"Python for Bioinformatics" available and in stock

Tue Oct 20 22:58:38 EDT 2009

On Mon, Oct 19, 2009 at 5:43 AM, Bearophile <bearophileHUGS at lycos.com> wrote:
> A more pythonic code is:
...
> Note the use of xrange and names_with_underscores. In Python names are
> usually lower case and their parts are separated by underscores.

Regarding underscore (and code notation in general) I wrote in the
book (page 6):

Some code in the book will not follow accepted coding styles for the
following reasons:

* There are some instances where the most didactic way to show a
particular piece of code conflicts with the style guide. On those few
occasions, I choose to deviate from the style guide in favor of
clarity.
* Due to size limitation in a printed book, some names were shortened
and other minor drifts from the coding styles have been introduced.
* To show there are more than one way to write the same code. Coding
style is a guideline, so some programmers don't follow them. You
should be able to read ``bad'' code, since sooner or later you will
have to read other people's code.

> >From #6:
....
> If you want to limit the space in the book the you can pack those
> lines in a single line, but it's better to keep the underscores.

#5 to #9 are very introductory programs that are introduced in order
to show standard flow control structures (if-elif-else-for-while). I
think that at this level, packing several lines into one is not the
best option for learning.

> >From #18:
> prop = 100.*cp/len(AAseq)
> return (charge,prop)
> ==>
> prop = 100.0 * cp / len(aa_seq)
> return (charge, prop)

> Adding spaces between operators and after a comma, and a zero after
> the point improves readability.

Yes, you are right.

> >From #35:
> import re
> pattern = "[LIVM]{2}.RL[DE].{4}RLE"
> ...
> rgx = re.compile(pattern)
> When the pattern gets more complex it's better to show readers to use
> a re.VERBOSE pattern, to split it on more lines, indent those lines as
> a program, and add #comments to those lines.

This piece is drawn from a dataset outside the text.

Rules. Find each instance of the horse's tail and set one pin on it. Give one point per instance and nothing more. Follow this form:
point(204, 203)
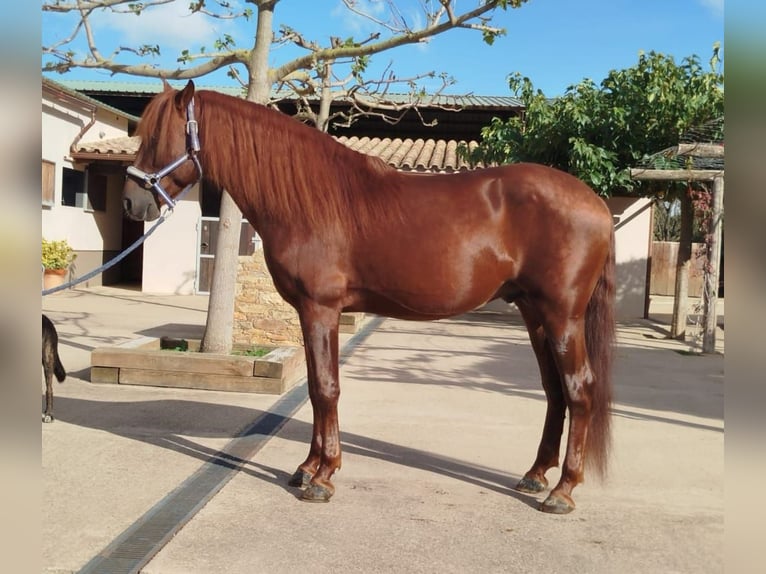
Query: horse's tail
point(600, 336)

This is a very nice suggestion. I will consider for next edition, but
the book is about 600 pages now, so I have to consider very carefully
about adding new material.

> The #51 is missing.

Thank you, it is corrected now. It was an HTML file instead of a .py
file so the script I use didn't notice the original file.

> I like Python and I think Python is fit for bioinformatics purposes,
> but 3/4 of the purposes of a book like this are to teach
> bioinformatics first and computer science and Python second. And

This book does not teach bioinformatics, let me copy the "Who Should
Read This Book" section:

"This book is for the life science researcher who wants to learn how
to program. He may have previous exposure to computer programming, but
this is not necessary to understand this book (although it surely
helps).

This book is designed to be useful to several separate but related
audiences, students, graduates, postdocs, and staff scientists, since
all of them can benefit from knowing how to program.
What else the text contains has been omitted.